3 Aralık Dünya Engelliler Günü geride kaldı. Basında ve televizyonda söz alan hemen herkes, sevgi ve dayanışmanın bütün engelleri kaldıracağından dem vurup, engellerin toplumun şefkati ile aşılacağını anlattı. İyi niyet duyguları altında tüm sorunların çözümü gelecek 3 Aralık’a ertelenip olağan hayata dönüldü. Süreğen görünmezlik sürekliliğine devam etti. Ne yazık ki, toplumsal hayatın görünmez öğesi olan bu geniş kalabalık, toplumsal muhalefet açısından da görünmez kalmaktadır. Siyasal gündeme yoğunlaşmış toplumsal muhalefet ve devrimci hareketler, bu devasa kitlenin sorunlarını temel alan çözümler ve mücadele önerilerine sahip değillerdir. Engelli örgütleri de devlet ve yerel yönetimler ile kurduğu iyi ilişkiler üzerinden birtakım kazanımlar elde etme çabasıyla verili siyasal yapının içerisine girmişlerdir. Bu ikili durum birbirini beslediği için engelli mücadelesi iktidarların bahşedebileceği kısmi halk talepleri ile sınırlı kalmakta, gerçek anlamda siyasallaşmayı başaramamaktadır.
Engellilik, kişinin uzuv kaybı ya da başka sebeplerle oluşan fiziksel-zihinsel durumun yol açtığı yeti kaybı değildir. Engellilik, bireysel değil toplumsal bir olgudur. Engeli yaratan yeti kaybı değil, yaşanan yeti kaybının toplumsal yaşama katılmayı engellemesidir. Doğal olarak bu sorunu çözmesi gereken toplumun kendisidir. Bu nedenle engellilik meselesi esas olarak toplumun siyasal örgütlenmesi ve üretimin yapılış tarzıyla doğrudan ilişkili ele alınmalıdır. Toplumun üretim ve yaşam alanlarında engellilerin toplumsal hayata eşit bireyler olarak katılmasının sağlanması, toplumsal örgütlenmenin ve doğal olarak devletin sorunudur. Toplumsal yaşama eşit katılım üzerinden hareket eden engelli mücadelesi bu nedenle kaçınılmaz bir şekilde yüzünü devlete dönmek zorundadır.

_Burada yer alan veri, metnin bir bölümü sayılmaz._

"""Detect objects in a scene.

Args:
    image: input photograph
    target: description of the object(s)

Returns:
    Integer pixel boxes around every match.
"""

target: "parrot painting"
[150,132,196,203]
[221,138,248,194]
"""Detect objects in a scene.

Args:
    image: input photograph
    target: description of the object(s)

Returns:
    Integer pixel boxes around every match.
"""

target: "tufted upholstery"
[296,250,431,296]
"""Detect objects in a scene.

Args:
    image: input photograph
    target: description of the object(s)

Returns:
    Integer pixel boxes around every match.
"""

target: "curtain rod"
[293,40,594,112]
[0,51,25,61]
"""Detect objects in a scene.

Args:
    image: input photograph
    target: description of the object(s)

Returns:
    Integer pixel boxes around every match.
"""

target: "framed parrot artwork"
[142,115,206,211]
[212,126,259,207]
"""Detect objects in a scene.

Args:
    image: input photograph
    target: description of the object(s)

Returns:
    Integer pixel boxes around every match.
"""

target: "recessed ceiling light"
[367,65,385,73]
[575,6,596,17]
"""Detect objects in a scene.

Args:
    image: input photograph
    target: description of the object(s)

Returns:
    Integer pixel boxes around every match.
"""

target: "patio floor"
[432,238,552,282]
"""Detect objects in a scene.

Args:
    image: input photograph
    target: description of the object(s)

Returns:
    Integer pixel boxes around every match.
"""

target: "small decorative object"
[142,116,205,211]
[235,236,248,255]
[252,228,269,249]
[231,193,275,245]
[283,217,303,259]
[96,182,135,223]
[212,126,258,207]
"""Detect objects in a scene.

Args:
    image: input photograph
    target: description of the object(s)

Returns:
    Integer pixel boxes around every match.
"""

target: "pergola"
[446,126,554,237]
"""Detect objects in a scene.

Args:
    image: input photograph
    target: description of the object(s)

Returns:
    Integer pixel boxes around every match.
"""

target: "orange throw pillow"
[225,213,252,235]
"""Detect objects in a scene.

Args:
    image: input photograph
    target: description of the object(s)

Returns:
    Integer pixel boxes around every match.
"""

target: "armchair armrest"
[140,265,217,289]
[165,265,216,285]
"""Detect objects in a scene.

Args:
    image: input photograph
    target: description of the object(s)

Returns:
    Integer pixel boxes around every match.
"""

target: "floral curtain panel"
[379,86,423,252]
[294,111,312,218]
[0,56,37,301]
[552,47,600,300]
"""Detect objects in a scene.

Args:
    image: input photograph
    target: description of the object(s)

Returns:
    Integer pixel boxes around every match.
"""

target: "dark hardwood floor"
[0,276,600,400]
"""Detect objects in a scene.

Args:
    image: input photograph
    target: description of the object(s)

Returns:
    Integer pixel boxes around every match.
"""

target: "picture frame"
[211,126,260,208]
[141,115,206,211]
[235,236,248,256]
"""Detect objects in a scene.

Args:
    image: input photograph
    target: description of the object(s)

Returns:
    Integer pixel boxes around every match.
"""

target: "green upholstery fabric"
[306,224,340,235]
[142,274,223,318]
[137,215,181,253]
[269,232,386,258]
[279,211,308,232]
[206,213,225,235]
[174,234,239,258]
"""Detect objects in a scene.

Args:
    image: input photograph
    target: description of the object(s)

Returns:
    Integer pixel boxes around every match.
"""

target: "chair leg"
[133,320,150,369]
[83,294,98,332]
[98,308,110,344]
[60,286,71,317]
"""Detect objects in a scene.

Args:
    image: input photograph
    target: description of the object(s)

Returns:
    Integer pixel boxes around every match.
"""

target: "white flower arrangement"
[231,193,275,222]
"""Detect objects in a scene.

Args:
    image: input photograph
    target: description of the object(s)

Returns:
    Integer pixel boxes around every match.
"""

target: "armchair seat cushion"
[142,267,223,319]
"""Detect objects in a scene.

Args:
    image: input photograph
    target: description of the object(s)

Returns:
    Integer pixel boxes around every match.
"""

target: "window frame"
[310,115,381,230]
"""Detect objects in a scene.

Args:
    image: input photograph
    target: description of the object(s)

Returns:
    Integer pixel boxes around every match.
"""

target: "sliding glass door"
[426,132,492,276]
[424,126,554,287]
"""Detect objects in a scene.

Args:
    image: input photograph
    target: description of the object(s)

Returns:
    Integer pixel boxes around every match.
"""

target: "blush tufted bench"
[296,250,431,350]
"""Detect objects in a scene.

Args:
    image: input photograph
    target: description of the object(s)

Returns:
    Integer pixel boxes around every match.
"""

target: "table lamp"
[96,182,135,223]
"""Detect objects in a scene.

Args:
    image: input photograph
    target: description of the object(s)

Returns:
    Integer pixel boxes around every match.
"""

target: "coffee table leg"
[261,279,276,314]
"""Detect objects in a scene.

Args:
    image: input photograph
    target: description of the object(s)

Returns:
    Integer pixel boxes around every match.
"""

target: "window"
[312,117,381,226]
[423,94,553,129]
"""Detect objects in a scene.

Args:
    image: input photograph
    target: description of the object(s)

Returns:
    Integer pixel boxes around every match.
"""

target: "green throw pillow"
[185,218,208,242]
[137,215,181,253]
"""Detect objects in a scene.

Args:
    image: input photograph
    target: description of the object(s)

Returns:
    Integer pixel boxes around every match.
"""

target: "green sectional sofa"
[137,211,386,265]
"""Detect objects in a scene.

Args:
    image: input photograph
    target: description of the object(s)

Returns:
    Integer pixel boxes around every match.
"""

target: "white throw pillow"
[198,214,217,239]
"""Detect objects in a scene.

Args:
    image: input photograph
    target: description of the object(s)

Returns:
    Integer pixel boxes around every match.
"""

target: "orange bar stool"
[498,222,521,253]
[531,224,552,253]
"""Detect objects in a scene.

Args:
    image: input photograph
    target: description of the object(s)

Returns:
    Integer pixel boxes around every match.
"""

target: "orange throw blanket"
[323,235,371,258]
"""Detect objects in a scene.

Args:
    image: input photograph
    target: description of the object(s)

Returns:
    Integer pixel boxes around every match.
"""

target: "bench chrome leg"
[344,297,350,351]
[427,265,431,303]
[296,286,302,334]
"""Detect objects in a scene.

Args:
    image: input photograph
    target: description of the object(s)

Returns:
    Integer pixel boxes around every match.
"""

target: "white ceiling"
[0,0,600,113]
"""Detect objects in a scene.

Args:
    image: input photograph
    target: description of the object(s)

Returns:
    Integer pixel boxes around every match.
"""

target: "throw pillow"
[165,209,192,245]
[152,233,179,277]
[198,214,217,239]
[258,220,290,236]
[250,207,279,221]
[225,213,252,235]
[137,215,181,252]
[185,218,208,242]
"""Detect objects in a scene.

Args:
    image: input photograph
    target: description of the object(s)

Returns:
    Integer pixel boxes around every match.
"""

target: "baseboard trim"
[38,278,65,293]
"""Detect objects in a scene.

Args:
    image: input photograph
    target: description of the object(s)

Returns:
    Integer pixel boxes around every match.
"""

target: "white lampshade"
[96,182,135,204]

Toplumu, doğayı ve insanı metalaştıran, kâra dayalı üretim yapan kapitalist üretimin hareket noktası, artı değeri artıracak olan sömürünün bütün sınırlarının zorlanmasıdır. Basit bir makineden farkı olmayan işçinin çalışması, verimlilik üzerinden değerlendirilir. Bu noktada engelli emeği salt sömürü ve kâra göre örgütlenmiş kapitalist üretim için verimliliğin düşmesi ve üretimin örgütlenmesinde maliyeti artıran ek düzenlemelerin yapılması anlamına gelir. Engelli emeği, kapitalist için rantabl değildir. Üretim sürecinde verimli olmadığı için sürecin dışına itilen engelli birey, üretimin şekillendirdiği toplumsal süreçte de aynı kaderi yaşar. Yaşamak için emek gücünü satarak geçinen büyük çoğunluk açısından bakıldığında, bu çoğunluğun parçası olan engelliler için emek sürecinden dışlanmak toplumsal hayattan dışlanmakla eş değerdir.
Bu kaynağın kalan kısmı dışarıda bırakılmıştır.